Jul 12 2010
1. Be careful about needlessly long titles, particularly ones loaded with separate phrases. They’re typically less inviting to prospective readers and harder for people to remember. Unusually bizarre titles, like Saddam Hussein and the Hippies from Space, have more latitude here. (Regardless of length, they will be memorable).
2. If your title does not appeal to prospective readers, start over! Some words that rarely mean much to prospective readers include fictional character and place names. Alternately, some authors use puns. If the reader immediately makes prospective readers smile, fine. If readers will only understand the pun after reading the work, they won’t ever find out how witty the pun is… because they won’t open the book.
3. Words unfamiliar to prospective readers are not typically effective. “But The Legend of Bjornistan will really draw readers!” Unless the audience is Bjornistani, it definitely won’t.

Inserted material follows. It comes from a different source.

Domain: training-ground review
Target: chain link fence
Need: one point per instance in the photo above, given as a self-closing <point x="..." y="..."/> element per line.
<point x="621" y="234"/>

4. Avoid words that tell a prospective reader something he already knows. In particular, words like “story” (book, tale, legend, chronicle, ballad, myth, fable and the like) are spectacularly ineffective. Your readers can see it’s a book, so telling them it’s a story is probably an insult to their intelligence. Two exceptions: comedic effect or conveying information that might not be otherwise obvious. For example, a word like “autobiography” or “memoir” may tell us something we didn’t know before.
5. I think it’s generally effective to name chapters. If your chapters aren’t titled, your table of contents will look this bland:
–Chapter One: 1
–Chapter Two: 25
Readers will see this page before the story, and it’s more boring than professional blackjack. In contrast, a list of chapters with interesting titles may show off your style and entice readers to keep going.
1. Don’t Vote! (It Only Encourages Them): 1
2. The Empire State Strikes Back: 25
3. A Hurricane of Coconuts: 47
Are you wondering what I can do with a chapter called “A Hurricane of Coconuts”? Then you’ll probably make it to chapter 3.